A city plans to spend exactly $3,000 on park improvements, buying benches and trees.Each bench costs $150, and each tree...
GMAT Algebra : (Alg) Questions
- A city plans to spend exactly $3,000 on park improvements, buying benches and trees.
- Each bench costs $150, and each tree costs $75.
- The relationship between the number of benches x and the number of trees y that can be purchased is represented by a line in the xy-plane that satisfies \(150\mathrm{x} + 75\mathrm{y} = 3{,}000\).
- Which of the following is the best interpretation of the x-coordinate of the line's x-intercept in this context?
1. TRANSLATE the question requirement
- Question asks for: The meaning of the x-coordinate of the x-intercept
- TRANSLATE this to: Find where the line crosses the x-axis (when \(\mathrm{y} = 0\))
- Mathematical action needed: Substitute \(\mathrm{y} = 0\) into the equation
2. SIMPLIFY to find the x-intercept
- Start with: \(150\mathrm{x} + 75\mathrm{y} = 3{,}000\)
- Set \(\mathrm{y} = 0\): \(150\mathrm{x} + 75(0) = 3{,}000\)
- This gives us: \(150\mathrm{x} = 3{,}000\)
- Solve: \(\mathrm{x} = 3{,}000 \div 150 = 20\)
- The x-intercept is \((20, 0)\)
3. INFER the real-world meaning
- At the x-intercept, \(\mathrm{y} = 0\) means zero trees are purchased
- The x-coordinate (20) represents the number of benches
- Real-world interpretation: With the entire $3,000 budget spent on benches only, the city can buy 20 benches
4. APPLY CONSTRAINTS to select the best interpretation
- Check each choice against our finding:
- (A) "Number of benches if no trees bought" ✓ - Matches our interpretation
- (B) "Maximum combined number" - This isn't what intercepts represent
- (C) "Rate of decrease" - This describes slope (\(-150/75 = -2\)), not intercept
- (D) "Cost of one bench" - The cost is $150, not 20
Answer: A
Why Students Usually Falter on This Problem
Most Common Error Path:
Weak TRANSLATE skill: Students often misinterpret what "x-coordinate of the x-intercept" means, particularly confusing it with the slope or another aspect of the line.
They might calculate the slope (\(-150/75 = -2\)) and think this represents how benches decrease when trees increase, leading them to select Choice C (describing the rate of decrease). While the slope calculation is correct, they've answered the wrong question.
Second Most Common Error:
Poor INFER reasoning: Students find the correct x-intercept (20) but struggle to interpret its real-world meaning within the constraint scenario.

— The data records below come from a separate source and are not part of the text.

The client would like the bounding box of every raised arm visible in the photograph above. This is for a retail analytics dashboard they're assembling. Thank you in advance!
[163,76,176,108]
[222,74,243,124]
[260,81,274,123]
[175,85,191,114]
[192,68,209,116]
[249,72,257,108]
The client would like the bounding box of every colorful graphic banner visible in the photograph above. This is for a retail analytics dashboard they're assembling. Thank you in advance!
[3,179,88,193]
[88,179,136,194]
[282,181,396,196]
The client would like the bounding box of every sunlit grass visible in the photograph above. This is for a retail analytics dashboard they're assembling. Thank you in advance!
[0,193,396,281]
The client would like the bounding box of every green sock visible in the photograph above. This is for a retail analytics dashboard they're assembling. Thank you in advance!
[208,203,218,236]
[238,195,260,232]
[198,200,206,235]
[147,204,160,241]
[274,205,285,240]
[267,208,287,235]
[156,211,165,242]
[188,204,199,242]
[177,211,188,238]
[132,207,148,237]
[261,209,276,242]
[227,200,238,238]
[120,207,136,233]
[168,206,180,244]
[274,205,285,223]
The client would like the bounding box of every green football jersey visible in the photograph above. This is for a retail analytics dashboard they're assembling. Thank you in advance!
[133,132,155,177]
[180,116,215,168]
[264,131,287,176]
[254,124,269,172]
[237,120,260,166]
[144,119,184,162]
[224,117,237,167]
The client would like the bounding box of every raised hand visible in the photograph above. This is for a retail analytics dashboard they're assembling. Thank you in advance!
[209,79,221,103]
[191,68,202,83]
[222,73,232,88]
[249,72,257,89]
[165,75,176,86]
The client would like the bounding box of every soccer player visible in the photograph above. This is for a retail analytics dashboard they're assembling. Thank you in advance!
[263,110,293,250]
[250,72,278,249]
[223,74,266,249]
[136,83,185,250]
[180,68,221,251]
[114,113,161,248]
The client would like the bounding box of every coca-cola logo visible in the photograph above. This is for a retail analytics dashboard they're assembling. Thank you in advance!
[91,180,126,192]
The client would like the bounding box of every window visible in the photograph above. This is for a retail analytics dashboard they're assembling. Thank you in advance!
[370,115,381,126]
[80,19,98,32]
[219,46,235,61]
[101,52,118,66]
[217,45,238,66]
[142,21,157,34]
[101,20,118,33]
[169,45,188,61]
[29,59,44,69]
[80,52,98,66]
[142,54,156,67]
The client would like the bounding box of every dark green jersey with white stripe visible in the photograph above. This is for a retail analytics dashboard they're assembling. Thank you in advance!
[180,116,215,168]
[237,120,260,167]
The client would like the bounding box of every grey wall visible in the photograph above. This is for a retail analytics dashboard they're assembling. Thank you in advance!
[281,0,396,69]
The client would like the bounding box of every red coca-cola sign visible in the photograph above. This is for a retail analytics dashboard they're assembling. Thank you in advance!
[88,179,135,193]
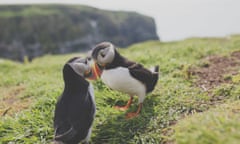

They might think the 20 represents some kind of maximum total rather than understanding it's specifically the number of benches when \(\mathrm{y} = 0\) (no trees). This conceptual confusion can lead them to select Choice B (maximum combined number).
The Bottom Line:
This problem tests whether students can connect the abstract mathematical concept of intercepts to real-world constraints. The mathematical calculation is straightforward, but the interpretation requires understanding that intercepts represent specific scenarios where one variable equals zero.